Map is another STL container and is aother good way of keeping data. We declare map like this.
map<type1 , type2> m;
Basically this map means that we keep data of type 2 with indexses of data type1. This sounds complicated but I will try to be more clear. For example we want to keep a list of names and surnames. We can do that with map.
If we assign map<string,string> m;
this emans that the following expression is legal m["Smith"]="John"; We can consider the first data type we assign to map as the index data type. So in our example "Smith" is the index and "John" is the value. When we are declaring an ordinary array int a[10000]. then we can use the following expression a[10],a[1] but not a[-25] because the indexing starts with 0. You can imagin map as a little more enhanced version of array.
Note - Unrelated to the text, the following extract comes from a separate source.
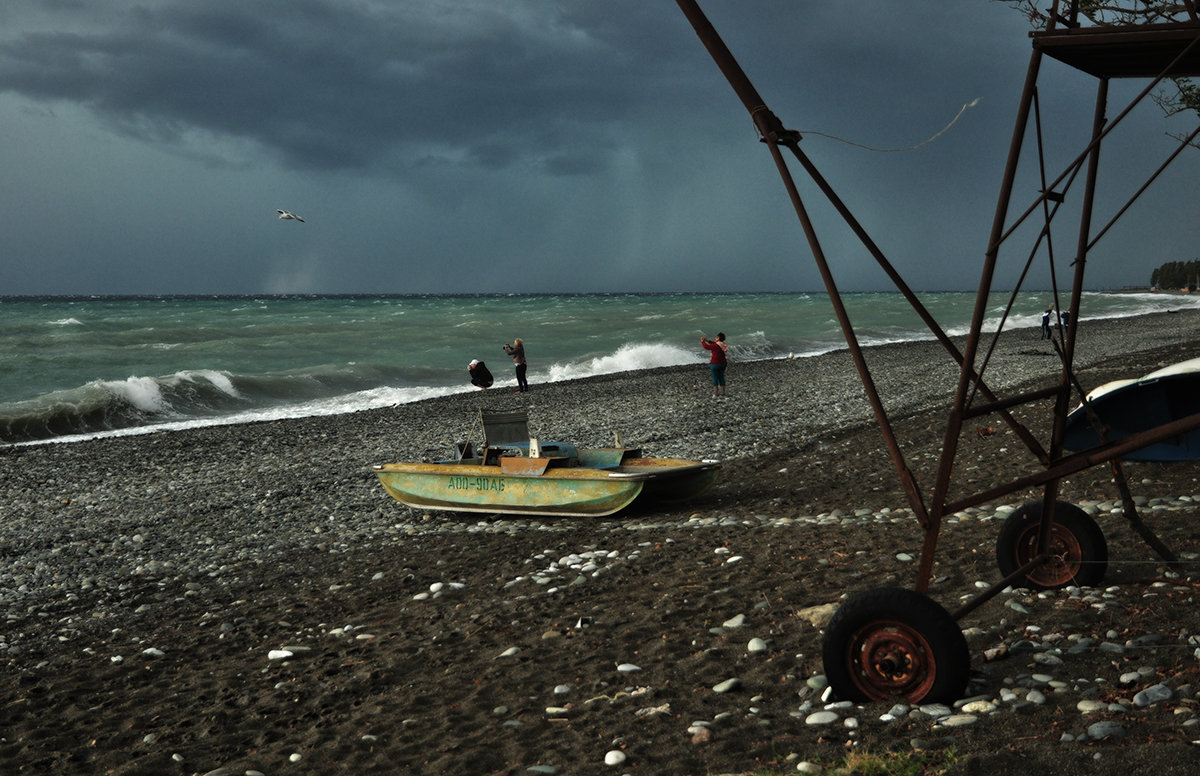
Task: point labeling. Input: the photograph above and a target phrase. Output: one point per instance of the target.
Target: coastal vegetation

So , one more time map<type1 /*index data type*/ , type2 /*value data type*/> m;
examples
map<string,int> m;
m["John"]=0;

map<int, int > m;
m[-10000]=902;

map<unsigend int,int> m;
m[10]=34; //Note that map<unsigend int,int> m has the same effect as the regular array because the indexing starts with non negative numbers

And one more important question, the memory usage. When we first declare the map it is using almost no memory. When the first value is attached, ( for example we have map<string,string> m; and we write m["John"]="Smith") some memoryis being taken only for storing one elment and somehow keep its index. When we assign another value , it checks if the index we use has already been used he just replaces already taken memory with anotehr value if its new than he take memory again. Example
map<string,string> m;
m["John"]="Smith";
takes memory for storing the value "Smith" under the index "John";
m["Johny"]="Smith";
Takes memory because the index "Jonhy" was unused.
m["John"]="Brown";
Already has a memory for the idnex "John" so just replaces the value "Smith" with teh value "Brown";

Looping over maps is being done with iterators.
Now some important functions

m.begin()
return the value for iterator which shows the beginning of the map. IMPORTANT map always starts looping from teh lowest index to the highest.

m.clear()
clears the map completely.

b.empty()
boolean function which returns true if the map is empty and false if it is not.

m.end()
returns the end of the map for iterator.
Looping over map is accomplished like this.
map<type1,type2> m;
........................
........................
........................
map<type1,type2>::iterator it;
for(it=m.begin();it!=m.end();it++)
{
}
m.erase()
This function ca be used in more than 1 ways. If you give a single iterator to it it will remove the element which has that iterator. If you give 2 iterators it will remove all teh elements between these 2 iterators.

m.find( value)
retuns and iterator, needs a value to find it.

m.size()
returns the size of the map= the number of elements in the map.